Kartalov also said that the method has the potential to increase the effectiveness of allele-specific PCR, which is often used to interrogate SNPs.
"If you do this kind of analysis just in an Eppendorf tube, with the entire sample being crushed down and stuck in the same tube, then you're fighting very large mathematical odds [that the] PCR method is specific," he said.
"But our method compartmentalizes the entire sample into … hundreds of thousands of tiny chambers, and each chamber is a separate PCR reaction," he said. "So now, you're fighting very different mathematical odds. Now, let's say you have 10 [mutant] cells … in only 100 wild-type cells, or let's say even 500, so your odds are 50 to 1. They're not 1 million or 100,000 to one. This greatly improves the capability of the allele-specific phase to work appropriately."
Currently, the group's prototype platform features matrices in which each individual well has a diameter of about 400 microns, which, when placed upon a typical tissue slice, will encapsulate several hundred cells.
However, Kartalov noted that since submitting its NIH grant proposal, the team has demonstrated that it can shrink individual reaction volumes down to about 50 microns — small enough to capture just a few cells — and may be able to go even smaller using "standard" lithography techniques.

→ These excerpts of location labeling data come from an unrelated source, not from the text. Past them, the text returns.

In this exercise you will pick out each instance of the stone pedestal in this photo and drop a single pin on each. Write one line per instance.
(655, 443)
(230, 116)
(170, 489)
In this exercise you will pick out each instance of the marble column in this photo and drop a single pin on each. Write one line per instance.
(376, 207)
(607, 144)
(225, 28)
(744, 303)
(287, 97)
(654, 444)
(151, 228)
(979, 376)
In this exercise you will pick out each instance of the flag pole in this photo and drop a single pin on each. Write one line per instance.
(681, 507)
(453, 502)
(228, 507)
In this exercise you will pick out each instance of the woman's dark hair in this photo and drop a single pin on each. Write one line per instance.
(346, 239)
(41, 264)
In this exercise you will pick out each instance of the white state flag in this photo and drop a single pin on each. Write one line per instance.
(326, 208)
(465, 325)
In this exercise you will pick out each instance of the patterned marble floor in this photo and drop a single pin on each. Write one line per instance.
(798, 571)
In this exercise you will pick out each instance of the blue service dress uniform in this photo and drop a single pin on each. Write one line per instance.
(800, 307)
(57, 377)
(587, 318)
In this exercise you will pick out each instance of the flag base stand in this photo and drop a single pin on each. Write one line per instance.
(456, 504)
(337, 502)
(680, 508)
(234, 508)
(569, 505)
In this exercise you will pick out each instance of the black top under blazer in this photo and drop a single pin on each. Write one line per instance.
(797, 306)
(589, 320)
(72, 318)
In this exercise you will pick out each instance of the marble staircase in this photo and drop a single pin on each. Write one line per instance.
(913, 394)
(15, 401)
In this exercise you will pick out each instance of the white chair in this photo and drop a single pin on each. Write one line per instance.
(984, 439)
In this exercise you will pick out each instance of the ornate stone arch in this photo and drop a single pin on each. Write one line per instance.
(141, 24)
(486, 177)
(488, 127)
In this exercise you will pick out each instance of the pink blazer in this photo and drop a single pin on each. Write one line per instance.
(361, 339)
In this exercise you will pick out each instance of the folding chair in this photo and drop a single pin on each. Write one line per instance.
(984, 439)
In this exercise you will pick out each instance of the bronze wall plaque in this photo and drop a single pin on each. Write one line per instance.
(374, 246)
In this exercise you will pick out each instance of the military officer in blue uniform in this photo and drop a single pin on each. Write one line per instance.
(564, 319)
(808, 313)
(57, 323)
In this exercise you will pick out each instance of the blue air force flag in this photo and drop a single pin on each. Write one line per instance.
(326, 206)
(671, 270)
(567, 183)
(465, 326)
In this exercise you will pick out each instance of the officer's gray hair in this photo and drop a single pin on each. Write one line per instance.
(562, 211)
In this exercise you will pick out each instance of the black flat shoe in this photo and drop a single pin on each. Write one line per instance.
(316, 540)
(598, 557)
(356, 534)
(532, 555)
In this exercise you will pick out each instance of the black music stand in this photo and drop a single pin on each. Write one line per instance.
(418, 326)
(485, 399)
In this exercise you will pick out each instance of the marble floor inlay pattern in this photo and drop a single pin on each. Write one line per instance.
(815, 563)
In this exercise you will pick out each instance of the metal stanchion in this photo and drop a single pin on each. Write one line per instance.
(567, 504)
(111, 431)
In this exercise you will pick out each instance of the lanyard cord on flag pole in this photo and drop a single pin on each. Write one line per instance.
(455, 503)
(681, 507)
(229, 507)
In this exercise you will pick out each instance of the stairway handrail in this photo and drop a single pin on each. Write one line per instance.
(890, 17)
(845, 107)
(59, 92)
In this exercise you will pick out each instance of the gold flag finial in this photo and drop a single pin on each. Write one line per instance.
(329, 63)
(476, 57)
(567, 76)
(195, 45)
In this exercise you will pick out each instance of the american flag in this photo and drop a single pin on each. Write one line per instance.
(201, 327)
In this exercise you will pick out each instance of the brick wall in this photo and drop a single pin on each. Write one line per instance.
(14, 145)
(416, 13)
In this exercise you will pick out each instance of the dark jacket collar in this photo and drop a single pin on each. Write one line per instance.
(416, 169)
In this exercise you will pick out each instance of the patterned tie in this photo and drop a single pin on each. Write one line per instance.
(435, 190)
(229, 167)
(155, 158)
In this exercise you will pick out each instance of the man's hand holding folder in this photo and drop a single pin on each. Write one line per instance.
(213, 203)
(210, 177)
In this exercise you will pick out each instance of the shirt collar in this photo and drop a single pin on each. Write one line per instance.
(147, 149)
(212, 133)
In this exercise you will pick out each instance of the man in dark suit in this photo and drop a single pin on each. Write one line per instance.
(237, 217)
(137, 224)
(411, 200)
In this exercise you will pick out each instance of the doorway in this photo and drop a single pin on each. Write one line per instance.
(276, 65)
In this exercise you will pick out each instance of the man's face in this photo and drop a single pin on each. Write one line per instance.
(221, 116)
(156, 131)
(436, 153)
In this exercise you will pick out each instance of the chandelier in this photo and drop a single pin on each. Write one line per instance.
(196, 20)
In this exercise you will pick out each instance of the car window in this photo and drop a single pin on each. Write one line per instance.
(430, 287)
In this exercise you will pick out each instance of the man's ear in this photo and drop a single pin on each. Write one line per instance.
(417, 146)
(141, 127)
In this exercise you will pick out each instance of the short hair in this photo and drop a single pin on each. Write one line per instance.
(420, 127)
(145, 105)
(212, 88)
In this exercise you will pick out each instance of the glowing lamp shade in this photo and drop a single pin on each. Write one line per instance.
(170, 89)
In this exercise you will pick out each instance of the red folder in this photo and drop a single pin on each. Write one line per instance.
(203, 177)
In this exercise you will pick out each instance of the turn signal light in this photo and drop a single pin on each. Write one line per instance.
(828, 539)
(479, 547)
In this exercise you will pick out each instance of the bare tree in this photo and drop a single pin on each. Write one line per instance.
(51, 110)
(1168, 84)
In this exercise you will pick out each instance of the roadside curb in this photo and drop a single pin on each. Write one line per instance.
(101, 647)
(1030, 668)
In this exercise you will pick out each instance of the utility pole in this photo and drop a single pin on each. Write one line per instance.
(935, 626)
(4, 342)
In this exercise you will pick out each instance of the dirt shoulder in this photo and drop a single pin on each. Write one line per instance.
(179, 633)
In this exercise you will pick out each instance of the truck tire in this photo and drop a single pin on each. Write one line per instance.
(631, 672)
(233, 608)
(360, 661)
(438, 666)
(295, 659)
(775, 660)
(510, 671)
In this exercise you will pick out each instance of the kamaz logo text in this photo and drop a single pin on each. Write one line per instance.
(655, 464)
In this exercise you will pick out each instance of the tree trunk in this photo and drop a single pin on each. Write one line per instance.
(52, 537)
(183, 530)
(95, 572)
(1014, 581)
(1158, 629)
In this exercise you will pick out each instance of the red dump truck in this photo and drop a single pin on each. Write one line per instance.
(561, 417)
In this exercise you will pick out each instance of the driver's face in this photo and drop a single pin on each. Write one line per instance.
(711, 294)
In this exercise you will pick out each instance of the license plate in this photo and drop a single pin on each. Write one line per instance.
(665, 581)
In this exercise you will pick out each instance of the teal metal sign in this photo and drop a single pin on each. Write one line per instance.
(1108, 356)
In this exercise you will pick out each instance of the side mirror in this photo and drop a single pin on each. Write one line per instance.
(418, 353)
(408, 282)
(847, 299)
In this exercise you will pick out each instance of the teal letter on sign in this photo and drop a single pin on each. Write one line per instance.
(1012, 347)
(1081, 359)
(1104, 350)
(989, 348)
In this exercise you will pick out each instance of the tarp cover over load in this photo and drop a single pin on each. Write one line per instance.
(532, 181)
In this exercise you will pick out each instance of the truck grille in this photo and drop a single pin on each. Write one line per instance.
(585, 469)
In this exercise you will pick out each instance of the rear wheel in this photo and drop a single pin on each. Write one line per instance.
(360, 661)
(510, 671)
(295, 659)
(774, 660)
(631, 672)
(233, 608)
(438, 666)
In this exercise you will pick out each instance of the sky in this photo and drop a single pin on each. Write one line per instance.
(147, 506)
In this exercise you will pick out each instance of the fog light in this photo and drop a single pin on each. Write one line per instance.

Kartalov said that the method would initially be ideal for research use, in order to interrogate the cellular basis of diseases like cancer. But eventually it may be applicable for clinical use, as well, to detect mutations in cancer cells that confer resistance to certain treatments, and to pinpoint exactly where in a tumor those mutations are occurring.
The team is using KRAS mutations in colorectal cancer as its disease model "due to its immediate clinical usefulness in testing for drug resistance, as well as due to our local expertise and [access] to tissue samples" at the USC Keck School of Medicine, the researchers noted in their grant abstract.
In addition, the researchers are currently using TaqMan-type PCR with endpoint analysis on microarray scanners because no instrumentation platform currently exists to analyze their PCR chip in real time.
"One of the things I predict is that once we show this capability, people will produce the systems that can do both [amplification and analysis] at the same time," Kartalov said. "It's just engineering … for instance just fiber optics on one side and a heating element on other."
Kartalov noted that the group has not yet considered a commercialization timeline for its technology as the project is very early-stage.